Our trade school is off for spring break next week and I’m fortunate enough to get a great contractor to allow me to do OJT with them next week. I’ve submitted my resume and from what I know about the company so far it is definitely a place I’d like to become employed in the spring. Other than the obvious does anyone have any advice? Thank you


----------



## joebanana (Dec 21, 2010)

Ummmm, does this "trade school" have any type of placement program, or are you on your own finding employment? Is this an accreted apprenticeship program, with a completion date, or an ongoing course? Do they offer continuing education? ie. courses to keep your cert. valid. Is this a daytime program, or nights, so you can work during the day? Do you get annual pay raises through this program?


----------



## telsa (May 22, 2015)

Prince Edward Island is a tough place to find work -- usually.

Further, the OP indicates that this gig is for the duration of his break.

So my advice would be to keep your eyes open -- and to become very aware of safety standards, as practiced.

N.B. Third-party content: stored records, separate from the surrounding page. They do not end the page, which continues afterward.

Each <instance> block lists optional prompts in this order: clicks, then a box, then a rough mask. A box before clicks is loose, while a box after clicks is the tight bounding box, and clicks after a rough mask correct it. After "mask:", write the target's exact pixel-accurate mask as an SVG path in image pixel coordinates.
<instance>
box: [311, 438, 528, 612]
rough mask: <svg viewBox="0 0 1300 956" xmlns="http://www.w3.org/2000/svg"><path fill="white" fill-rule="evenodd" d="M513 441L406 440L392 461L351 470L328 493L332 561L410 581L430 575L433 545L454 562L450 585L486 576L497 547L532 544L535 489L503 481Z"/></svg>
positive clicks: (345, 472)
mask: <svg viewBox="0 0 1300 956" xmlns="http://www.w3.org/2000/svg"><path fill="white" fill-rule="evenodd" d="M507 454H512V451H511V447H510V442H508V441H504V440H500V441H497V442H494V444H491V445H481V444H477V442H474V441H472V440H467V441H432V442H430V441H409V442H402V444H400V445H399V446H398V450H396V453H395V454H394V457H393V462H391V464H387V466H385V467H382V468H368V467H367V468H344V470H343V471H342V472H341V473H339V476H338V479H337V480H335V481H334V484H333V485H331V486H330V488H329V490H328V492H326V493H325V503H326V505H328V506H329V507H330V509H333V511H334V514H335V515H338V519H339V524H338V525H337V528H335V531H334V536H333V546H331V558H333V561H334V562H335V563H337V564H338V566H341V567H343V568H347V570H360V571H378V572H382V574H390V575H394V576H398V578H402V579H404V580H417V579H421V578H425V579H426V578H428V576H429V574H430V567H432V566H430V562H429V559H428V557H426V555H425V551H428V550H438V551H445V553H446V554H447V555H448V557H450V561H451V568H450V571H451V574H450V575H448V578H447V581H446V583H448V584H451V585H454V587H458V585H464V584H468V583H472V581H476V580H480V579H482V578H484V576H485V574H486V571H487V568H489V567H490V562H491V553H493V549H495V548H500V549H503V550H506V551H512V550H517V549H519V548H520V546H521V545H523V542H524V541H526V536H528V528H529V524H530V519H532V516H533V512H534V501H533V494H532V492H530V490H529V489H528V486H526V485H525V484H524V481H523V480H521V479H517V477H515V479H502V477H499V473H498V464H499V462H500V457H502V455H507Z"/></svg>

Take notes and pictures -- your smart phone, of course.


----------



## Phillipd (Jan 7, 2020)

Hi, yes the course accredits for 850 hours in the field and is a 30 hour per week daytime program. We cover theory about 1/3 of our day , hands on another 1/3 with the balance made up between trade math, computer/communication training and blueprints. In most cases were on our own to find an ojt placement but in my case one of my instructors made the call for me as he thought I’d be good fit for this particular crew after I expressed interest in ojt. The official last day on classes is May 8 and we will be writing the block 1 exam that week also. After each 2000 hours there after as an apprentice we can go back for further training to write the next consecutive blocks. I’m going to leave my phone in my lunch can and stay more focused on my work and listening. They offer placement assistance and said 9/10 a good week of ojt results in full time employment after graduation.


----------



## Cosmorok (Jun 3, 2019)

I did a pre-apprenticeship, got hours from it and at the end got a placement for an apprenticeship, similar path as the one you're on. Near the end of the course, two college employees came in and mentioned this service that their office offered to match up potential apprentices with employers, the catch being you have to sign up for it yourself because they weren't going to do it for you. Maybe your school has a program like that, ask your profs or do some digging online. The fact that one of your instructors mentioned a lead and you expressed interest is very good, to me it sounds like you're doing it the right way, I hope it gets you a step in the right direction.


----------